Effectivement, après plusieurs mois, je n’ai quasiment plus de crise, mais aussi, je n’arrive plus trop à faire d’efforts.
Courir est plutôt pénible, monter ou descendre des marches d’escalier me crève, je pèse 55 kg mais j’ai toujours l’impression de ne plus être pareille.
Je décide de voir le médecin, pour lui dire que j’aimerais qu’on arrête de rigoler, que le cirque a assez duré, et que je veux qu’on me dédouane de ce genre de médicament sur le champ.
Si avec l’anti-dépresseur, j’étais dans un bonheur béat et complètement aveugle, le bêta-bloquant, lui, joue sur un terrain plus glissant.

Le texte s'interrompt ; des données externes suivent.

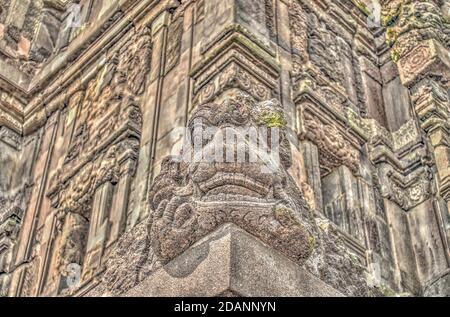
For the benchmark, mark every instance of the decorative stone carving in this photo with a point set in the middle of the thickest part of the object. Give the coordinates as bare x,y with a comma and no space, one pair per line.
334,149
190,200
173,50
231,68
189,206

Mes pensées qui jusqu’alors ne s’étalaient que sur du court terme, à me demander ce que j’allais devenir dans un mois, ont pris le large et me font désormais voir ma vie d’un bout à l’autre.
Comme une cage d’incertitude, chaque pas dessine un grand trou noir, je ne suis plus sûre de rien et en doute permanent, rien que du joyeux qui angoisse plus qu’il ne rassure.
Second sevrage.
Je suis en plein dedans.
Le docteur me dit « vois jusqu’où tu peux aller, et si tu te sens bien à une certaine dose, on continuera comme ça ».

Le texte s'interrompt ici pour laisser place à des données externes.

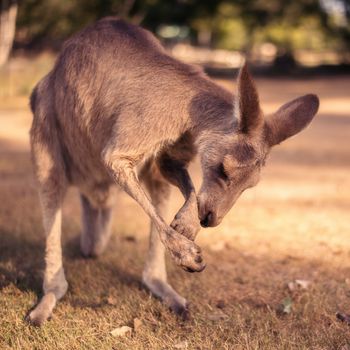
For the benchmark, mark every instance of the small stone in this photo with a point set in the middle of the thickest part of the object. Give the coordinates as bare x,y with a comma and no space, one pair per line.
137,324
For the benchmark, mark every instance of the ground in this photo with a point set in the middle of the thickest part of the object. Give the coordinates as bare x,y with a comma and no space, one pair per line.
293,226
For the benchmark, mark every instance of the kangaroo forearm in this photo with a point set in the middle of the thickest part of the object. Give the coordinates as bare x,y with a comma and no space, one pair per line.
176,173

Moi je veux que ça quitte mon sang, que ça arrête de jouer avec mon coeur, ma vie, mon cerveau, c’est trop d’enjeux dans un seul cachet.
Je suis d’humeur exécrable, m’énerve à la moindre anicroche, et comme je ne peux descendre les doses que par paliers, je suis contrainte d’attendre avec impatience de pouvoir retirer quelques mg tous les 10 jours en espérant me sentir mieux.
Je suis toujours aussi fatiguée.
Dans 24h, je descendrai d’un second pallier, en espérant que mon état migraineux n’empire pas, que je ne doive pas faire trop d’efforts pour garder le cap et que les effets indésirables du manque ne soient pas trop présents.
J’ai écrit ce billet pour que vous réfléchissiez à deux fois quand on vous prescrit des traitements de fond : parce que oui, certes, ils vous offrent un confort de vie pendant quelques mois, quelques années, deviennent une béquille, mais il faut accepter que la migraine, c’est un flou médical, que ça inclut trop de choses pour être traité aussi facilement.
L’impression d’être une poule à qui on lance des cachets pour qu’elle ne fasse pas trop de bruit m’insupporte aussi.
On est faible dans ces cas-là, dans le cabinet d’une personne qui a fait des études pour vous soigner.
On pense que tout se résoudra sans encombres, qu’on aura que le bien dans une pilule sans aucun aspect négatif.
C’est faux.
Et ça avait trop d’impact que pour que je me taise.